Embate com Lázaro Ramos em Mundo Cão

Em 2018 você completa vinte anos como ator profissional.  Como foi esse caminho?

É, cara, exatamente esse ano, eu completo vinte anos como ator profissional. Minha primeira de teatro aqui no Rio foi em 1998. Chamava-se Abalou - Um Musical Funk. Para mim, essa coisa de homenagem vem como uma medalha, sabe? De uma luta que ainda é muito dura. Ainda é muito duro. A gente ainda não tem o nível de representatividade, o volume de trabalho que preciso. Algo que possa me trazer uma tranquilidade de vida. Eu até hoje estou na luta. Uma vez por mês chego a pensar em desistir (risos). Porque, olha...(pausa). Quando vem algo assim, uma homenagem? Brother...  Primeiro porque eu achei até que era mentira, que era alguém querendo pregar uma peça em mim (risos). Até porque eu não construí minha carreira pensando em ser homenageado. Eu só queria sobreviver daquilo que eu amo fazer.

Para você, qual o peso dessa homenagem em Tiradentes e o que representa para o futuro de sua carreira?

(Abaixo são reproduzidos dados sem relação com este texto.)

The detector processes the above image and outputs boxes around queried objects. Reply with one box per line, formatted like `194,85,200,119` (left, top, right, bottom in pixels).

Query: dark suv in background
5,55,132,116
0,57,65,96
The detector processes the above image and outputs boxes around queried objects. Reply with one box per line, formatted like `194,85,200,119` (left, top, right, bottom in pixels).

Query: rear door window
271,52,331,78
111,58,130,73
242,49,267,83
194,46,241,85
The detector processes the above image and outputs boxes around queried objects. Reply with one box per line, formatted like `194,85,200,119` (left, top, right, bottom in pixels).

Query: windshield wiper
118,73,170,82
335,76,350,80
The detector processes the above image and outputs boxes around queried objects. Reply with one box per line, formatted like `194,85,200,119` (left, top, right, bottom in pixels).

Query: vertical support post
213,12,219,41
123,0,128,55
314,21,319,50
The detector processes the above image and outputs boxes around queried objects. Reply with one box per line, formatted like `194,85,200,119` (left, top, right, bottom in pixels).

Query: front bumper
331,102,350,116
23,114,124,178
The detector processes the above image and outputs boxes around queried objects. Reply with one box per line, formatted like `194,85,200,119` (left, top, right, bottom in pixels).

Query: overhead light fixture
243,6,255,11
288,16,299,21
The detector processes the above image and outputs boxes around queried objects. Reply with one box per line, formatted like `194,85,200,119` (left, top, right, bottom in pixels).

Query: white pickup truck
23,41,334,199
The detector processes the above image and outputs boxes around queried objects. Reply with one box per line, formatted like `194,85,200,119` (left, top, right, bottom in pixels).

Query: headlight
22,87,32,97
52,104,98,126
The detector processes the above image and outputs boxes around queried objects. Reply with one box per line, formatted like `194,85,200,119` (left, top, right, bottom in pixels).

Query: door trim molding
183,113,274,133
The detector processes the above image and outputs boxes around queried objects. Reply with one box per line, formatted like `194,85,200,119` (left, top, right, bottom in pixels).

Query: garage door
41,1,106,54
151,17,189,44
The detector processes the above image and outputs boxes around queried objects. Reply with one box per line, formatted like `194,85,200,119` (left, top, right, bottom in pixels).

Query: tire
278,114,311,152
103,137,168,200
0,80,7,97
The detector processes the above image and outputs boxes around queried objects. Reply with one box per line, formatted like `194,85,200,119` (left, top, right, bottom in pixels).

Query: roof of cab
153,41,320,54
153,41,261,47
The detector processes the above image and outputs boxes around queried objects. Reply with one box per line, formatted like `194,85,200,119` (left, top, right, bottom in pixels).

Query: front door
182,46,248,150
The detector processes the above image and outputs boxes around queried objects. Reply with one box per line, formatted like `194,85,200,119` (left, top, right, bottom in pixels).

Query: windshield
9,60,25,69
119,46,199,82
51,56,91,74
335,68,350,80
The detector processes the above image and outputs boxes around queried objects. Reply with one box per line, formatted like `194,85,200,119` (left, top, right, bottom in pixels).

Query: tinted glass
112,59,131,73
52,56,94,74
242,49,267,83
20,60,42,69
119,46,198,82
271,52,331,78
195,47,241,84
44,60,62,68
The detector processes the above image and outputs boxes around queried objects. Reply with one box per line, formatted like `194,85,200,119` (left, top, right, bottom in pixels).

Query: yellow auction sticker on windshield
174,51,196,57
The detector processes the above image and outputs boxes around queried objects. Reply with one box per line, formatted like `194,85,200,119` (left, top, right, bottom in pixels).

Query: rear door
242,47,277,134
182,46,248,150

Quando um festival como o de Tiradentes vem  propõe uma homenagem como essa para mim, puxa, é como um tubo de oxigênio, sabe? Algo que vai me dar um gás para que eu possa um dia olhar para trás e ver uma carreira bacana. Mas não composta só por prêmios e homenagens, mas, sim, por fazer o que eu gosto, por sobreviver com o que eu gosto. Quando eu comecei a atuar, quando eu manifestei a vontade de ser ator, minha família ficou muito preocupada. Imagina só na década de 1990, sabe, a gente não tinha essas figuras que nos representassem. Que nos dava essa possibilidade de ter essa profissão. Era muito raro. A gente tinha quem? O Grande Otelo, que havia ficado lá atrás, o Milton (Gonçalves), o (Antônio) Pitanga, a dona Ruth (de Souza). E aquilo que essas pessoas alcançaram era pouco diante da grandeza delas, sabe? Então, eu lembro até hoje quando minha mãe chegava para mim e dizia: "Mas, filho, você vai ser ator, mas como é que você vai alimentar sua família?". Eu fui pai muito cedo. Eu tinha 22 anos quando minha filha, a Laura, nasceu. E inclusive, uma curiosidade: eu soube do nascimento da Laura justamente lá em Tiradentes. Eu estava fazendo um filme chamado Alegres Comadres e eu lembro que falei: "Olha, mãe, olha aí. Vai dar certo. Vai dar certo (enfático)". Essa homenagem me fez lembrar disso. Lembrar que eu quis ser ator para mostrar, para comunicar, para mostrar minha arte. E eu tenho feito. Tenho realizado cada vez mais sonhos. E, puxa, eu vou poder brindar toda essa luta lá em Minas. Para mim, toda vez que eu penso em homenagem, eu me emociono muito porque é uma luta muito dura, velho. É uma luta muito dura! E saber que as pessoas estão observando essa luta, saber que minha arte toca as pessoas a ponto delas quererem me homenagear, ou me premiar com alguma coisa, é um símbolo de vitória, sabe? E eu fico muito feliz. Fico muito emocionado, mesmo. Tudo na minha vida parece mágico. Essa homenagem vem do mesmo lugar onde eu estava quando soube do nascimento da minha primeira filha, o filme de abertura da Mostra, Café com Canela, vem do berço da minha família, então, brother, eu estou assim em êxtase. Eu estava até fazendo um dietazinha aqui para tirar o Tim Maia de vez de mim (risos), mas eu vou abrir uma  exceção em Tiradentes para tomar um pequeno porre para comemorar e ganhar um fôlego para mais trinta, quarenta anos de carreira, se Deus quiser.